Study: Nearly 1,000 Georgians wrongly busted due to false positive drug field tests

The results of these disposable roadside drug tests are supposed to be confirmed by a crime lab. But the FOX 5 I-Team discovered many police arrest immediately, sometimes sending innocent people to jail.

A new study from the Penn Cary Law School at the University of Pennsylvania suggests 961 Georgians each year are falsely arrested because law enforcement wrongly trusted the results of a roadside drug test. 

These $2 disposable tests are popular among police to immediately determine whether a substance found at a traffic stop or crime scene is an illegal drug.

But a 2018 investigation by the FOX 5 I-Team confirmed 145 false positives in Georgia in one year, either because the tests got it wrong or police misinterpreted the results. Regardless, innocent Georgians wound up jailed for weeks -- sometimes months -- losing jobs or missing important family moments.

What tested positive for drugs? Cotton candy. Vitamins. Breath mints.
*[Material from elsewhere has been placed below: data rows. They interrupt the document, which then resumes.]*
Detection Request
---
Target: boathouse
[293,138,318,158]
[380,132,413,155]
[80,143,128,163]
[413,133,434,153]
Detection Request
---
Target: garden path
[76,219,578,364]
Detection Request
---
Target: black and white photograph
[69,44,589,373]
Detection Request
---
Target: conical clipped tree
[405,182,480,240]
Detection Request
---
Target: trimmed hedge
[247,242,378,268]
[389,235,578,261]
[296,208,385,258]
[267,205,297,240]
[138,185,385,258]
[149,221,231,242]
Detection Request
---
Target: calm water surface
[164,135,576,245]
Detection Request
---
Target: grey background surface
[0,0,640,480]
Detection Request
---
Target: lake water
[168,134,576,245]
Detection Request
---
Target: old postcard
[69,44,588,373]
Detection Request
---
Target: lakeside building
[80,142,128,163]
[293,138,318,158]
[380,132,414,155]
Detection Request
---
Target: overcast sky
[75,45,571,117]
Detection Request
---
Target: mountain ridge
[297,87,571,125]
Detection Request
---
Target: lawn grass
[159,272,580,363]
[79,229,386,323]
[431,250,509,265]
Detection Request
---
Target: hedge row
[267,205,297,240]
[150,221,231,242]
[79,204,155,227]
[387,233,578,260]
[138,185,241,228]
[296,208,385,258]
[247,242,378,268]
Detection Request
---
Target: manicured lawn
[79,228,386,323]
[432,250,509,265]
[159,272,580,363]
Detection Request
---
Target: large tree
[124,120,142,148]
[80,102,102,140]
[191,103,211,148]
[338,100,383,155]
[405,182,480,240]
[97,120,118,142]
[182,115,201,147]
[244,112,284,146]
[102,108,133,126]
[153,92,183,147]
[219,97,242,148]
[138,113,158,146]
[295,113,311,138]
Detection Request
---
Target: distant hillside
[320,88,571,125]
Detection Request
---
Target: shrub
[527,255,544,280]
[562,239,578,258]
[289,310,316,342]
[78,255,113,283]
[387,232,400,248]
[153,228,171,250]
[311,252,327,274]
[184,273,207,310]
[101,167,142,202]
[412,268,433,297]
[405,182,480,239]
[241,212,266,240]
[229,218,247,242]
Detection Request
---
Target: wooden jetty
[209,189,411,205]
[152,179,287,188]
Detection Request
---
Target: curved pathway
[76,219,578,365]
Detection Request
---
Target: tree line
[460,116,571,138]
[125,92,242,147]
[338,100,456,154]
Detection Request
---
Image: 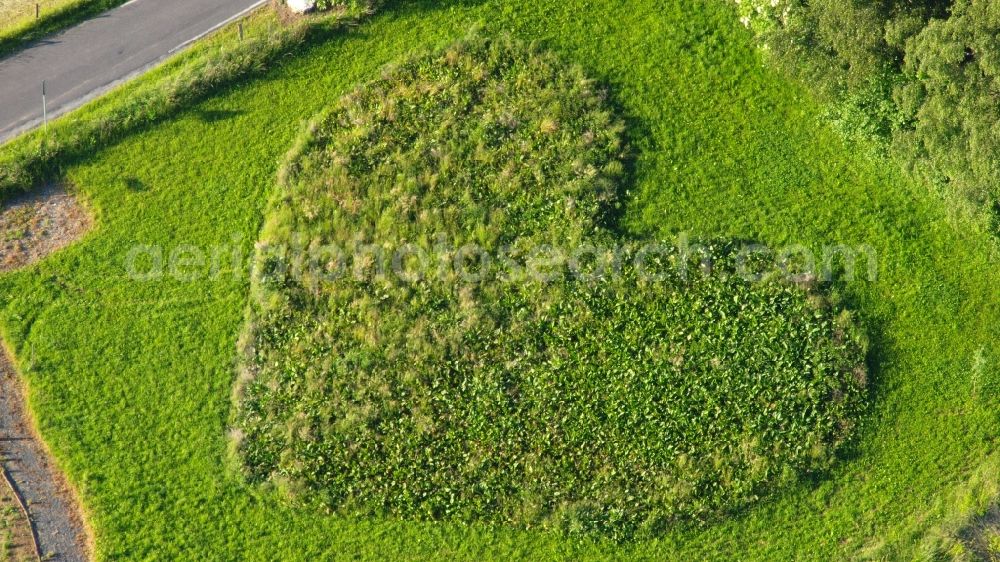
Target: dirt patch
[0,342,91,562]
[0,468,40,562]
[0,184,93,273]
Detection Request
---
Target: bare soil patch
[0,184,93,273]
[0,342,91,562]
[0,468,38,562]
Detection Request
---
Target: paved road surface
[0,0,262,142]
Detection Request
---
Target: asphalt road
[0,0,263,142]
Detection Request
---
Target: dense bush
[233,38,864,538]
[738,0,1000,231]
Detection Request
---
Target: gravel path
[0,345,89,562]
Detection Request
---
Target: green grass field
[0,0,1000,560]
[0,0,126,57]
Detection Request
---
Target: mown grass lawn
[0,0,1000,560]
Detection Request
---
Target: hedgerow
[233,37,865,539]
[734,0,1000,233]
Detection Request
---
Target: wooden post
[42,80,49,133]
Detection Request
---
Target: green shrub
[738,0,1000,232]
[233,34,864,539]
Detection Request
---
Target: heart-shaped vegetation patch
[233,38,864,538]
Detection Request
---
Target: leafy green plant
[234,31,865,539]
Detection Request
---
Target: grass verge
[0,0,1000,560]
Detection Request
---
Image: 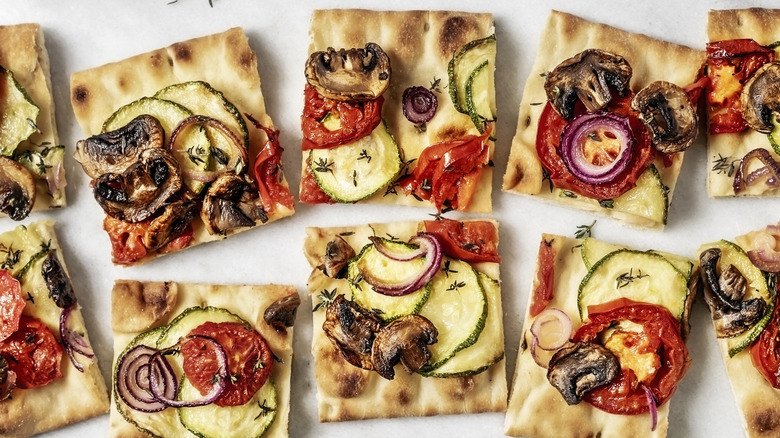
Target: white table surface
[6,0,780,438]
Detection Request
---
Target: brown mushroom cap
[371,315,439,380]
[547,342,620,405]
[74,115,165,178]
[544,49,631,120]
[631,81,699,154]
[304,43,391,101]
[322,295,382,370]
[740,62,780,133]
[0,156,35,221]
[200,172,268,234]
[94,148,182,222]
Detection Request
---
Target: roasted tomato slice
[750,299,780,389]
[536,94,655,199]
[573,298,690,415]
[0,269,25,341]
[0,315,62,389]
[529,239,555,316]
[181,322,274,406]
[425,219,501,263]
[301,85,384,150]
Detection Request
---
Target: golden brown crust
[109,280,298,438]
[304,222,507,422]
[502,11,704,228]
[301,9,495,212]
[0,222,108,438]
[707,8,780,197]
[70,28,294,261]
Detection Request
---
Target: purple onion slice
[401,87,439,123]
[560,111,634,184]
Even bird droppings.

Simon Cofie and Clarice Doku spent two weeks in the DeKalb County Jail after Doraville police said a roadside drug test caught them with a baggie of ecstasy. It was really folic acid Clarice was taking to increase her pregnancy chances.

"I don’t think they should be used in the way they’re being used now," insisted Ross Miller, the study lead author for the Quattrone Center for the Fair Administration of Justice. The study was partly funded by the Roadside Drug Test Innocence Alliance, a group that was created after the FOX 5 I-Team investigation and others around the country.

Eighty-two law enforcement agencies agreed to a nationwide invitation to cooperate with the study, representing 22.5 million citizens.



The result: a stunning estimate. The study believes 30,000 Americans are falsely arrested each year due to faulty field test results.

"What is different from our estimate to your terrific reporting on this for the information you were able to collect for Georgia, our estimate doesn’t depend on those cases being submitted to labs at all," said Miller. "Not all cases, not all arrests are submitted to forensic labs."

Not all arrests are submitted to forensic labs, even though the instructions on the test kit box say to do just that.

A judge ordered Dasha Fincher jailed on a $1 million cash bond after Monroe County sheriff's deputies decided the roadside test showed she had a bag of meth. It was really blue cotton candy. She would spent three months in jail, missing the birth of

Because there is no national clearinghouse for roadside test results, the study authors used a combination of drug arrest statistics, a handful of department-level false positive audits and the number of negative crime lab readings to make their estimates, admitting they relied on "imperfect data."

The study estimates a 3.7% failure rate, making these tests, according to the study, "one of the largest, if not the largest known contributing factor to wrongful arrests and convictions in the United States."

This is the ball of cotton candy deputies suspected was meth because the roadside test kit told them so.

Despite that, Georgia police departments and sheriff’s offices continue to use them. And that concerns the executive director of the Georgia Association of Chiefs of Police, Butch Ayers.

"It appears to be that there are a certain amount of false positives," he observed. "And if that’s all the officer is relying on, is just what that test said, then I think that’s a high risk of putting somebody in jail who shouldn’t be there."

The FOX 5 I-Team asked Ayers to poll his 700-plus membership. More than 100 responded by our deadline. Sixty-eight percent said they still use roadside drug tests. But only 26% said they had a policy requiring additional evidence before making an arrest.

Butch Ayers with the Georgia Association of Chiefs of Police plans to include warnings about the reliability of roadside test kits to his 700+ membership

The study's author said Georgia is also the only state in the country where case law allows the results of a roadside test to be used at trial. The FOX 5 I-Team could find no examples of a case where the roadside test was the only evidence presented by prosecutors.

Miller believes requiring extra evidence -- along with better auditing of the results -- will ultimately be what it takes to avoid more people going to jail for the simple possession of vitamins and cotton candy. 

"That combination of reforms could significantly reduce or eliminate the issues that are stemming from these tests," Miller said.

 The FOX 5 I-Team reached out to the two biggest manufacturers of these tests to comment on the Penn Law School study. Neither Sirchie nor Safariland responded.